Question

Assertion: $k = A{e^{\left( {\dfrac{{ - {E_a}}}{{RT}}} \right)}}$, the Arrhenius equation represents the dependence of rate constant with temperature.
Reason: The plot of $\log k$ against $\dfrac{1}{T}$ is linear and the activation energy can be calculated with this plot.
A. Both assertion and reason are correct and reason is the correct explanation for assertion.
B. Both assertion and reason are correct but the reason is not the correct explanation for assertion.
C. Assertion is correct but the reason is incorrect.
D. Assertion is incorrect but the reason is correct.

Answer 1

Hint: The rate of reaction for a chemical reaction is a measure of change in concentration of reactants or the change in concentration of the products per unit time.
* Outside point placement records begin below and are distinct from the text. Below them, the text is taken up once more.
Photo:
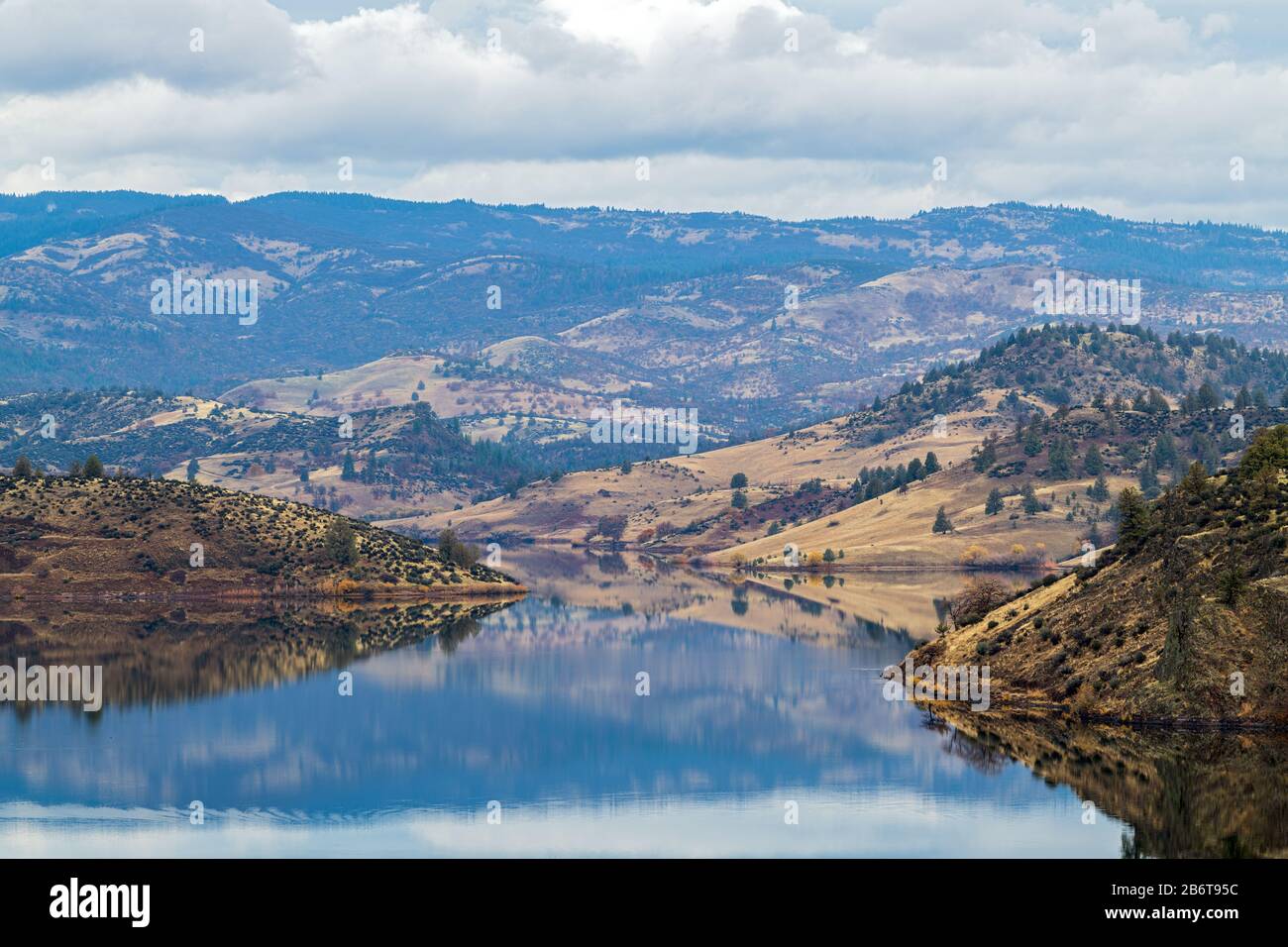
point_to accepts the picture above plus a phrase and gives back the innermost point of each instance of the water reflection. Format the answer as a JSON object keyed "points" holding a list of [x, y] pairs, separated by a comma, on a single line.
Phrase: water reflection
{"points": [[759, 694], [1185, 793]]}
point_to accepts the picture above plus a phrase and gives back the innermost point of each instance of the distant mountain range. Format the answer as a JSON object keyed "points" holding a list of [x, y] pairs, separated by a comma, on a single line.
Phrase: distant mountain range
{"points": [[758, 324]]}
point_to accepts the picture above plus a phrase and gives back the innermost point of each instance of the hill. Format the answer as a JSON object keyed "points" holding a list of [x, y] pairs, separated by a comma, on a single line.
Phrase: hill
{"points": [[1181, 622], [1004, 421], [138, 539], [381, 463], [760, 324]]}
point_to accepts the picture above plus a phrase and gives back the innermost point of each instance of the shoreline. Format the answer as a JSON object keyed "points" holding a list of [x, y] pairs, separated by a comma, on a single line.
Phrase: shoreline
{"points": [[252, 595]]}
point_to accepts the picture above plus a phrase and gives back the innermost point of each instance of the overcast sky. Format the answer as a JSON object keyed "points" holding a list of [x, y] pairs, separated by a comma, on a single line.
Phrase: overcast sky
{"points": [[815, 108]]}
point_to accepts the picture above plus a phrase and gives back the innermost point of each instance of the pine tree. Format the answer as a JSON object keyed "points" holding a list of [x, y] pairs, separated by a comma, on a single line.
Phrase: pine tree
{"points": [[1093, 463], [1099, 491], [1030, 502], [1133, 517]]}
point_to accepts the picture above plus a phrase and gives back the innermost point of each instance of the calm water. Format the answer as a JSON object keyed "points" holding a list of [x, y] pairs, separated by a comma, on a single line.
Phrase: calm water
{"points": [[763, 701]]}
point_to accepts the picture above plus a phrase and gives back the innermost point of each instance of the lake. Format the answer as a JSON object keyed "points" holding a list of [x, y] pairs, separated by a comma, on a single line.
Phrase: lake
{"points": [[761, 728]]}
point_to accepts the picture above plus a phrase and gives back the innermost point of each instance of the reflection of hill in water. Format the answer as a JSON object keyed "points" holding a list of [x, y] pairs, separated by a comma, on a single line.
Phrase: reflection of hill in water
{"points": [[174, 655], [837, 609], [1185, 793]]}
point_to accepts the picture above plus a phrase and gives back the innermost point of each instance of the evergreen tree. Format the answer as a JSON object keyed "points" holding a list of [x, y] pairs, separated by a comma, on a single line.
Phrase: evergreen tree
{"points": [[1029, 500], [340, 541], [1093, 463], [1099, 491], [1133, 517]]}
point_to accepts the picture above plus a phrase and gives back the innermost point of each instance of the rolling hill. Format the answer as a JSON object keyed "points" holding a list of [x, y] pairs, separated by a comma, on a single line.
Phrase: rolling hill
{"points": [[120, 539], [761, 324], [1181, 622]]}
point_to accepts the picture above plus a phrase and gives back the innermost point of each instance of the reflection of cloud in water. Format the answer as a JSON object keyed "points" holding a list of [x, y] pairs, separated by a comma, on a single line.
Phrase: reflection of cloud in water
{"points": [[877, 822]]}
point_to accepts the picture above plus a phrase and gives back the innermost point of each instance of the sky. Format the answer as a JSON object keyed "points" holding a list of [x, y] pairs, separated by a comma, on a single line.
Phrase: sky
{"points": [[1168, 110]]}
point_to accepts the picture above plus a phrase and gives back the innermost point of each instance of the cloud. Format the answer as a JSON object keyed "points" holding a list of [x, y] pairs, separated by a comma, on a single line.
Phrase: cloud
{"points": [[554, 99]]}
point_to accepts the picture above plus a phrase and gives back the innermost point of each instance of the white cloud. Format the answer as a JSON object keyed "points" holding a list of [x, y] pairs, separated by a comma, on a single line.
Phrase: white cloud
{"points": [[576, 90]]}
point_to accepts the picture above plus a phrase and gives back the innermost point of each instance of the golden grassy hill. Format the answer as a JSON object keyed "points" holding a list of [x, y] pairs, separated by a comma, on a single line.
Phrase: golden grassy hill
{"points": [[1185, 620], [98, 539], [896, 531], [692, 492], [394, 379]]}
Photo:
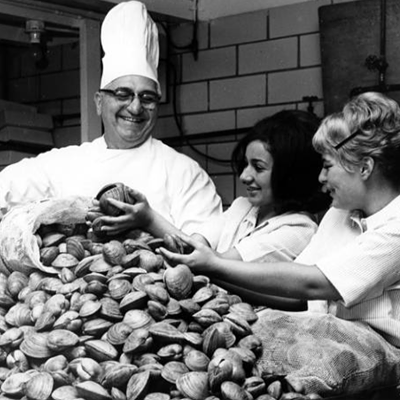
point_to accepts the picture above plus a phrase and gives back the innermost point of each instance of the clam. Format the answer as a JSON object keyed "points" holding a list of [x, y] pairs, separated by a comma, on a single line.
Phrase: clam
{"points": [[193, 385], [232, 391], [173, 370], [118, 375], [16, 282], [206, 317], [179, 281], [14, 385], [138, 341], [17, 359], [40, 386], [133, 300], [60, 339], [75, 248], [118, 333], [65, 392], [35, 345], [165, 332], [90, 390], [138, 385], [157, 293], [110, 309], [150, 261], [196, 360], [65, 260], [101, 350], [138, 319], [244, 310], [113, 251], [119, 288], [96, 327], [157, 310], [170, 352], [117, 191]]}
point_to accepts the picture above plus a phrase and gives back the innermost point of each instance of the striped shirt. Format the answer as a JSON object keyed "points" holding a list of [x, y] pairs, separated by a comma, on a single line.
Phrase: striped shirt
{"points": [[361, 258]]}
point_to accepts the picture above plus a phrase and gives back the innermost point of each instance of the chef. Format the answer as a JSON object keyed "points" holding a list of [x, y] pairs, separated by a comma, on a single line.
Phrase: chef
{"points": [[127, 102]]}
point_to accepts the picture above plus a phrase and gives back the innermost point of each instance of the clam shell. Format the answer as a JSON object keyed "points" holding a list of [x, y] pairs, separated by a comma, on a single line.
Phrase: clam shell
{"points": [[196, 360], [138, 319], [173, 370], [133, 300], [118, 375], [233, 391], [118, 333], [138, 385], [244, 310], [179, 281], [101, 350], [118, 288], [90, 390], [113, 251], [16, 282], [65, 392], [40, 386], [193, 385], [35, 345], [60, 339], [138, 341]]}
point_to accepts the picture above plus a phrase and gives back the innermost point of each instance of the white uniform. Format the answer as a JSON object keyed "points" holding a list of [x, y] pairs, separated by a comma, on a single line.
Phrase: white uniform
{"points": [[173, 183]]}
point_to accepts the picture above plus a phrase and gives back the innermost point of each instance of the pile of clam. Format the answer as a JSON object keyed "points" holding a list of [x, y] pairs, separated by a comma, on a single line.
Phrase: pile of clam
{"points": [[116, 322]]}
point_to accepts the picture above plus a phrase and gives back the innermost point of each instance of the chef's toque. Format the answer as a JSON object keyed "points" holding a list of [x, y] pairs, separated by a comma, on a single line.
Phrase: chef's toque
{"points": [[129, 38]]}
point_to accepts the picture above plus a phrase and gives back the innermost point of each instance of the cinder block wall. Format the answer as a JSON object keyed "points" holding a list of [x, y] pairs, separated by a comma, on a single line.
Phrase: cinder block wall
{"points": [[248, 66]]}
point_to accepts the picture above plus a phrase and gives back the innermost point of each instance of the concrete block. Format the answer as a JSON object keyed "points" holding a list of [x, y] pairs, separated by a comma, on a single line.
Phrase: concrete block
{"points": [[12, 134], [234, 29], [268, 56], [291, 86], [221, 151], [25, 119], [295, 19], [310, 51], [210, 64], [209, 122], [238, 92], [248, 117], [60, 85], [192, 97]]}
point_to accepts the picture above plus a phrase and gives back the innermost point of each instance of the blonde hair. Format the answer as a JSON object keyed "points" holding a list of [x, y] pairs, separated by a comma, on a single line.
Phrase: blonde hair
{"points": [[368, 126]]}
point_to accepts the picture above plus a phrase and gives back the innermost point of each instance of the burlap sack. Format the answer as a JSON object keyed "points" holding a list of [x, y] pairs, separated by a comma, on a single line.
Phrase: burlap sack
{"points": [[19, 250], [319, 353]]}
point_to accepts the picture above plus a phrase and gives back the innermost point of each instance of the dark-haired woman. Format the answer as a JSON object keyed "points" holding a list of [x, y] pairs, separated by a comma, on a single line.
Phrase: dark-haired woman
{"points": [[279, 167]]}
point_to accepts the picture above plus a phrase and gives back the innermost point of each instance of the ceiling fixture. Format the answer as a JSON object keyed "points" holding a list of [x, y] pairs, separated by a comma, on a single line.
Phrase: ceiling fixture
{"points": [[38, 45]]}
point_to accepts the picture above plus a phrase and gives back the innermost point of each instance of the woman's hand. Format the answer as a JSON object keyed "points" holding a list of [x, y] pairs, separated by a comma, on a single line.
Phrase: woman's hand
{"points": [[201, 260], [135, 216]]}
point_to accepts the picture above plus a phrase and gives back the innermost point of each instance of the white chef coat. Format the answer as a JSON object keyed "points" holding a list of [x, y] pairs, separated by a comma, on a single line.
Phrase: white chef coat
{"points": [[174, 184]]}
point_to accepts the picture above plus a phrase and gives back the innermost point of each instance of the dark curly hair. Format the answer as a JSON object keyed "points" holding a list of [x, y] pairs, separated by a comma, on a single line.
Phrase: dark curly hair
{"points": [[287, 135]]}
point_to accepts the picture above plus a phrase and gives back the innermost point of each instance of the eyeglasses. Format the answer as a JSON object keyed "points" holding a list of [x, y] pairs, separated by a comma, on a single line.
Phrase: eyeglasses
{"points": [[148, 100], [344, 141]]}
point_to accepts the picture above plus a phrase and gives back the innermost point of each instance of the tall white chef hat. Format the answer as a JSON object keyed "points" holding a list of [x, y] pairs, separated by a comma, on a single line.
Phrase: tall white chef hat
{"points": [[129, 38]]}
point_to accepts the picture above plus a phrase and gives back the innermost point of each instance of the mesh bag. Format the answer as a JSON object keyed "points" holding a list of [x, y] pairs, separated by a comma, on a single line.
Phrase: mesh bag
{"points": [[19, 250], [319, 353]]}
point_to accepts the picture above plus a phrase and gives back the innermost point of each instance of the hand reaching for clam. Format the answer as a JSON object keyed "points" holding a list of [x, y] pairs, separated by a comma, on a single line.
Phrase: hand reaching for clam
{"points": [[199, 260]]}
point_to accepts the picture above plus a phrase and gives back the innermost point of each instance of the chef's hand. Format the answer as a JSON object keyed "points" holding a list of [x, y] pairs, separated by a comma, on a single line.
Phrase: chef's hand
{"points": [[200, 260], [135, 216]]}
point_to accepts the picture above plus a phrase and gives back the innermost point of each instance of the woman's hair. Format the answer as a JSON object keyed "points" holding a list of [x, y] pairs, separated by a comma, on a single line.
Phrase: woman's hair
{"points": [[287, 135], [368, 126]]}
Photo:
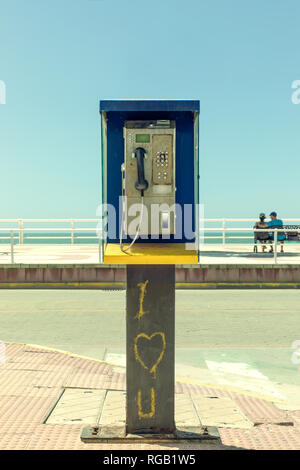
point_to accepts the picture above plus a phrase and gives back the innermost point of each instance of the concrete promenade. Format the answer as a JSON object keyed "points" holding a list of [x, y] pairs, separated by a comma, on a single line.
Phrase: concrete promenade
{"points": [[233, 362]]}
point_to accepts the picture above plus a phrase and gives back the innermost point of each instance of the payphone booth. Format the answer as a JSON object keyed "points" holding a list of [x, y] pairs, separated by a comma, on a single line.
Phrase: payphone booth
{"points": [[150, 184]]}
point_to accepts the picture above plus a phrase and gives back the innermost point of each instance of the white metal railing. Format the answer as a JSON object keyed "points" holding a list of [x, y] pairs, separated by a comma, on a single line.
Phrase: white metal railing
{"points": [[224, 232], [47, 230]]}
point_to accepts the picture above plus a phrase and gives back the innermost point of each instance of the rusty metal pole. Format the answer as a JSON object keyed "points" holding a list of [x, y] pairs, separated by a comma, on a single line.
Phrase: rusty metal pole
{"points": [[150, 317]]}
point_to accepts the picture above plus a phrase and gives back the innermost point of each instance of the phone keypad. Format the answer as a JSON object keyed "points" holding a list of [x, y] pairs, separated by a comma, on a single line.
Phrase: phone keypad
{"points": [[162, 159]]}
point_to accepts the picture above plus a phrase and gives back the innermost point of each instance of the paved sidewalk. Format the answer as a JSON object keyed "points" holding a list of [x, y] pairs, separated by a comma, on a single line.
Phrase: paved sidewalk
{"points": [[89, 254], [32, 381]]}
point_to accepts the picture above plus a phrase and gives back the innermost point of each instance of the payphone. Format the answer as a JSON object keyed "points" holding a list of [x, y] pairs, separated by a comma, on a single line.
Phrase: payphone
{"points": [[148, 178]]}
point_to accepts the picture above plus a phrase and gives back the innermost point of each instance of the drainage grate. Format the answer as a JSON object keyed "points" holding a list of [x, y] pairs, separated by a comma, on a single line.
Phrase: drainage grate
{"points": [[77, 406]]}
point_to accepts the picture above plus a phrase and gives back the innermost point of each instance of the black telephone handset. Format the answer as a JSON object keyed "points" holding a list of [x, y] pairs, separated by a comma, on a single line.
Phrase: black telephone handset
{"points": [[141, 183]]}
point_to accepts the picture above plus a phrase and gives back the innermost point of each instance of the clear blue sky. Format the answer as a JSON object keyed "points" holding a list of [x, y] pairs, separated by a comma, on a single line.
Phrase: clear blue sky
{"points": [[58, 58]]}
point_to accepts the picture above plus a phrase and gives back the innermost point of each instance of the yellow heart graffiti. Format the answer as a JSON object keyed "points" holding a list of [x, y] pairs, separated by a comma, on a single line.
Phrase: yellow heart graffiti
{"points": [[138, 357]]}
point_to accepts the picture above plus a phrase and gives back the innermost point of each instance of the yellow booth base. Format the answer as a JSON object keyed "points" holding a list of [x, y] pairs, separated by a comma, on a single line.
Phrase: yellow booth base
{"points": [[151, 253]]}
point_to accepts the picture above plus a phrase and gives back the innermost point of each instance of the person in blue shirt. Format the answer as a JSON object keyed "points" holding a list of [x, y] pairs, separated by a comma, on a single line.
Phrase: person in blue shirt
{"points": [[276, 223]]}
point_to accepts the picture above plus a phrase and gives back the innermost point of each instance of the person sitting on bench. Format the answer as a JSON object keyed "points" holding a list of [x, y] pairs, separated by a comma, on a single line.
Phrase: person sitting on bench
{"points": [[262, 237], [276, 223]]}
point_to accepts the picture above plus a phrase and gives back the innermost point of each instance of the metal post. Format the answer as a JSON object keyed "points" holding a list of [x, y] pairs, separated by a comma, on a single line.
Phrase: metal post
{"points": [[223, 232], [21, 232], [150, 310], [12, 247], [275, 245], [72, 232], [100, 249]]}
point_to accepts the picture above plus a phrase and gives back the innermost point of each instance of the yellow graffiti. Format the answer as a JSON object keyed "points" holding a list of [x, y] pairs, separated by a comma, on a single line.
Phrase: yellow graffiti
{"points": [[142, 286], [139, 402], [138, 357]]}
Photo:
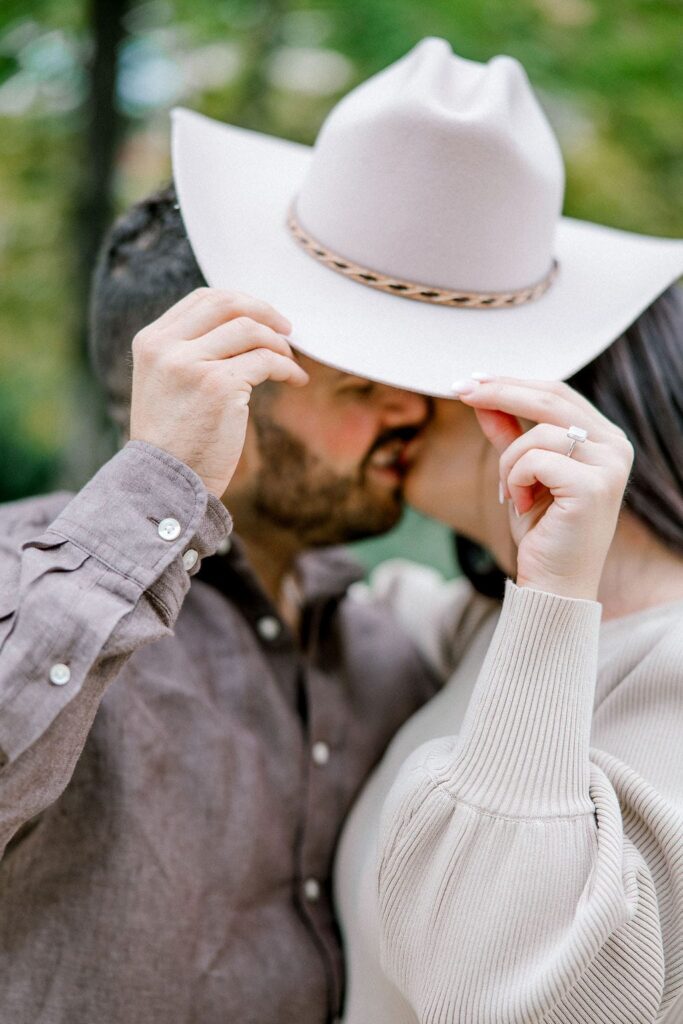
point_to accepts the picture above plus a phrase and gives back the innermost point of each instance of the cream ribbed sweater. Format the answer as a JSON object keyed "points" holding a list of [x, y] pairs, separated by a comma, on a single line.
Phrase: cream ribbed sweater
{"points": [[530, 867]]}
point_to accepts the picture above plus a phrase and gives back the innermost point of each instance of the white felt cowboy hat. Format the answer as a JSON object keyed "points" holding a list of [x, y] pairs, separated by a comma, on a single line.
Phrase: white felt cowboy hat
{"points": [[421, 239]]}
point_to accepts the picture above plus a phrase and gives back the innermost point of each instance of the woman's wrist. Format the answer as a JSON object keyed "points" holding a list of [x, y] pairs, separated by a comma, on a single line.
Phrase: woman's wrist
{"points": [[578, 588]]}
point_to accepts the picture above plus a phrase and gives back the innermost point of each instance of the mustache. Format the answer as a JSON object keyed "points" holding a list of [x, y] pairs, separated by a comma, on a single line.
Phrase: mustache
{"points": [[402, 434]]}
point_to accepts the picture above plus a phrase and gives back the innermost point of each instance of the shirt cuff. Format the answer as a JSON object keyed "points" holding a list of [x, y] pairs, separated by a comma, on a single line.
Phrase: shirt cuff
{"points": [[523, 748], [116, 516]]}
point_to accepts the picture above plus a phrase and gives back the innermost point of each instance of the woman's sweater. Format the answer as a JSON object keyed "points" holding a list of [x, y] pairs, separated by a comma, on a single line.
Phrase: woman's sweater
{"points": [[517, 857]]}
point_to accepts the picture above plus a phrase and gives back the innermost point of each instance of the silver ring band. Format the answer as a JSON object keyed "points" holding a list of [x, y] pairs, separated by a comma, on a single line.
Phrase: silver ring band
{"points": [[578, 435]]}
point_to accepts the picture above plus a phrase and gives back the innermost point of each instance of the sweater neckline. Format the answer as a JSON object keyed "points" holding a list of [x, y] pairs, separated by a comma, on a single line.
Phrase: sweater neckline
{"points": [[642, 614]]}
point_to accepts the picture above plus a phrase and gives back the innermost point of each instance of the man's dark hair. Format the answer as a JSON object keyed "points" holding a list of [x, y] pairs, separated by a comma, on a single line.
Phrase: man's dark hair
{"points": [[145, 264]]}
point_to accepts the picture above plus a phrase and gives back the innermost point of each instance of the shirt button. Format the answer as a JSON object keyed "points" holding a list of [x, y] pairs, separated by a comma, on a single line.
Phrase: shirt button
{"points": [[268, 628], [224, 546], [59, 674], [169, 529], [311, 890], [190, 558], [319, 753]]}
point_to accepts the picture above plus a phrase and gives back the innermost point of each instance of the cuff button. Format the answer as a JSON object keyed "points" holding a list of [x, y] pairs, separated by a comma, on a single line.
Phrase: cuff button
{"points": [[59, 675], [190, 558], [169, 529]]}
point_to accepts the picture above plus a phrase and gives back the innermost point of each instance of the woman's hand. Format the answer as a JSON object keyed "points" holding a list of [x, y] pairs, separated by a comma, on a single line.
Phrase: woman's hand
{"points": [[566, 508]]}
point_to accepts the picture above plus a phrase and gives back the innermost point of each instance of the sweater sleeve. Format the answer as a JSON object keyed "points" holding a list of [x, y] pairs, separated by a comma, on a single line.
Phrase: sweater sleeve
{"points": [[523, 876]]}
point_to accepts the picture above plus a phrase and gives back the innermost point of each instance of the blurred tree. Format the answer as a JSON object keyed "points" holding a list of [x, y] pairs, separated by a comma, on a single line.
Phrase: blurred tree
{"points": [[86, 85]]}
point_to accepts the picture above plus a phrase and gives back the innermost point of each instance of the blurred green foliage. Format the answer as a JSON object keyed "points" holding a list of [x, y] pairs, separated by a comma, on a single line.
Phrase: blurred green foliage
{"points": [[608, 73]]}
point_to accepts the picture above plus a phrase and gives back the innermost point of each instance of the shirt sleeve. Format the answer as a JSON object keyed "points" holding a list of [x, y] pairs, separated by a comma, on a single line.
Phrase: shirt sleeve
{"points": [[78, 597], [523, 877]]}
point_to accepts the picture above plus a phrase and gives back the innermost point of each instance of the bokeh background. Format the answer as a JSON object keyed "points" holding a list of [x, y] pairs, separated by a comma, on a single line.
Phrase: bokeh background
{"points": [[85, 90]]}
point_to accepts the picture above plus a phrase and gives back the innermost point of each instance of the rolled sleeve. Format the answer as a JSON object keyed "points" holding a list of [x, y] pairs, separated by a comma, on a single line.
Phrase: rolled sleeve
{"points": [[100, 582]]}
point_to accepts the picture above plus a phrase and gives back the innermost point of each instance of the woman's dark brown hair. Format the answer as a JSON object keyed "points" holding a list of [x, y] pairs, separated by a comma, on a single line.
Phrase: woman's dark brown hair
{"points": [[637, 383]]}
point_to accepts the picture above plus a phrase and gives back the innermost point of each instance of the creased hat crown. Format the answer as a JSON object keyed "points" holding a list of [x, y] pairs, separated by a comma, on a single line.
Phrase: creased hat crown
{"points": [[439, 170]]}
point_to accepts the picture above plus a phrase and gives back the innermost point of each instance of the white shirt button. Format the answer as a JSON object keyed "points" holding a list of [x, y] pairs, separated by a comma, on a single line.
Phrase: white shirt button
{"points": [[311, 890], [59, 674], [319, 753], [268, 628], [169, 529], [190, 558], [224, 546]]}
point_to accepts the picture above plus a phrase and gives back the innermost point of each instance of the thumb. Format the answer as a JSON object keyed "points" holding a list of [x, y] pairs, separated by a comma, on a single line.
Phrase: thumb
{"points": [[500, 428]]}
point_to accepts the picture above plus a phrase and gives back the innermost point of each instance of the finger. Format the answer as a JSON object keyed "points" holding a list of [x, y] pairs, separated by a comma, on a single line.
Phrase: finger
{"points": [[562, 476], [205, 308], [551, 438], [547, 437], [262, 365], [499, 428], [238, 336], [560, 388], [539, 406]]}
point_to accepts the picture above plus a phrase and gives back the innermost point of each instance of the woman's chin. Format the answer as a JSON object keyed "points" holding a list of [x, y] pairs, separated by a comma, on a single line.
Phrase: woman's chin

The proportionality constant in the expression of rate of reaction is known as rate constant which is represented by k and it generally increases with rise in temperature.

Complete answer:
The overall rate of reaction depends on certain factors which are as follows:
1. The frequency with which the molecules are colliding during a chemical reaction.
2. The fraction of collisions with the minimum amount of energy which is needed to react.
3. The orientation i.e., the steric factor of the colliding molecules.
Molecules in a chemical reaction react only when they collide with each other in proper orientation. Increasing the temperature increases the energy and due to which the frequency of molecular collisions also increases.
The Arrhenius equation relates all the factors with the rate constant with the help of an expression which is as follows:
$k = A{e^{\left( {\dfrac{{ - {E_a}}}{{RT}}} \right)}}\;\; - (1)$
Where, k is the rate constant, A is the pre-exponential factor, ${E_a}$ is the activation energy, R is the universal gas constant and T is temperature in kelvin.
Taking natural log on both sides of equation (1):
$ \Rightarrow \ln k = \ln A{e^{\left( {\dfrac{{ - {E_a}}}{{RT}}} \right)}}$
$ \Rightarrow \ln k = \ln A + \ln {e^{\left( {\dfrac{{ - {E_a}}}{{RT}}} \right)}}\;\;\;\;\;\;[\because \ln ab = \ln a + \ln b]$
$ \Rightarrow \ln k = \ln A - \dfrac{{{E_a}}}{{RT}}\;\;\;\;\;\;[\because \ln {e^a} = a]$
Converting natural log into base 10 as follows:
\[ \Rightarrow 2.303\log k = 2.303\log A - \dfrac{{{E_a}}}{{RT}}\;\;\;\;\;\;[\because \ln a = 2.303\log a]\]
\[ \Rightarrow \log k = \log A - \dfrac{{{E_a}}}{{2.303R}}\left( {\dfrac{1}{T}} \right)\;\]
The equation represents the general equation of a straight line of type $y = mx + c$, where $\log A$ is the intercept and $\dfrac{{ - {E_a}}}{{2.303R}}$ is the slope. Hence, the plot of $\log k$ against $\dfrac{1}{T}$ is linear and can be represented as follows:

From the curve, it is clear that on changing the value of temperature, a change in rate constant is also observed i.e., the rate constant depends on temperature and by knowing the value of slope of the curve, we can determine the value of activation energy.
Thus, option (A) is the correct answer.

Note:
It is important to note that the value of rate constant increases on increasing temperature whereas decreases on increasing the value of activation energy. So, to increase the rate of reaction there are two possible methods, first is to increase the temperature of the reaction and second is to add a catalyst to decrease the activation energy which will lead to increase the rate of reaction.